I recently spent a solid week inside with my toddler because the air was too poor to consider leaving the house[1]. One evening, the app that shows me our current air quality (I check it way more than I look at Facebook or Twitter), said the “air” was 323% more polluted than the World Health Organization’s maximum safe limit. I cranked up the purifiers and drummed up as many indoor baby activities as I could. At one desperate point, I started shopping around for flights to someplace fresher. Developing children are too susceptible to take this risk with.
There isn’t a standard international way to measure air pollution, nor do we agree upon what to measure or how to interpret the results. Schools, if they have a policy in place around air quality, typically rely upon government-published data, the reliability of which varies. It can be easy to assume that, unless a thick fog is visible (and you don’t live in India or China), smog isn’t an issue. However, air pollution – often invisible and odourless – is present in higher levels around the world than you might think. This mesmerizing website, by the World Air Quality Index project, debunked some of my assumptions about where to go for clean air[2]. Indeed, the WHO has concluded that, in 2014, 92% of the global population was living in places where air quality guideline levels were not met[3].
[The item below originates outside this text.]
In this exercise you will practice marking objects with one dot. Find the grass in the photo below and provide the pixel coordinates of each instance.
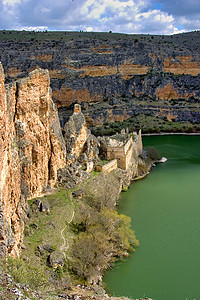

Is it the responsibility of schools to protect students from exposure to air pollution? I’ve heard of some campuses with ‘bubbles’ built over their play spaces so that children have room to run without being outside, exactly. Some schools install air purification systems in classrooms. And some simply hold indoor recess for as long as it takes for the haze to pass. Unlucky is the asthmatic child whose condition has landed them on a list of students who stay inside in all but the best conditions while their peers hit the playground without them. But really, should any of them be running around in questionable air quality?
What precautions does your school take to protect students from the harmful effects of air pollution?
[1] It’s Hong Kong: when I say ‘house’, I mean a flat that might qualify for those ‘tiny home’ TV shows in the U.S.
[2] As I write this, air pollution readings are triple those in Hong Kong at a station in British Columbia, and at another in Italy.